Why successful transformation needs strong governance?

The special initiative One World no hunger (SEWOH) is one donor nation's attempt to decisively push forward the achievement of Sustainable Development Goal 2 (SDG 2). Observations and conclusions from the accompanying discourse.

In the summer of 2019, António Guterres, Secretary-General of the United Nations (UN), raised the alarm on the growing number of people going hungry. A “World Food Systems Summit” (UNFSS) in the autumn of 2021 intends to draw the necessary public attention to the issue of combatting hunger and increasing sustainability and provide fresh impetus for transforming the entire food system. In 2014, Germany’s Federal Minister of Economic Cooperation and Development, Gerd Müller, launched a remarkable experiment: SEWOH, the Special Initiative ONEWORLD No Hunger. The idea was to drastically advance UN Sustainable Development Goal 2 (SDG 2) with a sector approach initially driven by a single donor nation.

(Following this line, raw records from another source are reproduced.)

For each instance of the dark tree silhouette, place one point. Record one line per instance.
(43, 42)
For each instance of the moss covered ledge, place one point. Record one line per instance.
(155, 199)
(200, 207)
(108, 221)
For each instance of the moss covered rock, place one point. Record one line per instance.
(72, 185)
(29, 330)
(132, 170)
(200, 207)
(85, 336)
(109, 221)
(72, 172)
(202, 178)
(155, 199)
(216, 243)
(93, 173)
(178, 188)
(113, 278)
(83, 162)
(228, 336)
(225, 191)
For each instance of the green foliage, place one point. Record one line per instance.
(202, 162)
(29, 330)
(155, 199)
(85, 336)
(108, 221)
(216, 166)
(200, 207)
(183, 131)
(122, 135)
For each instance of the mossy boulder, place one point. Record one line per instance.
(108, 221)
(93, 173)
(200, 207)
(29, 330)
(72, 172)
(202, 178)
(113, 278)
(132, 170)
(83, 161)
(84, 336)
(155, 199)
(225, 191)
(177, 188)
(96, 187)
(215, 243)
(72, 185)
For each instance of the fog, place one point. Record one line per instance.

Germany has invested around 1.5 billion euros annually towards achieving the UN goal, becoming the world’s second-largest donor in the fields of food security, rural development and agriculture. The initiative has explored new possibilities, yet it also had to face its limits. Vastly exacerbated by the Covid-19 pandemic, it had to realise the vulnerabilities of global food security.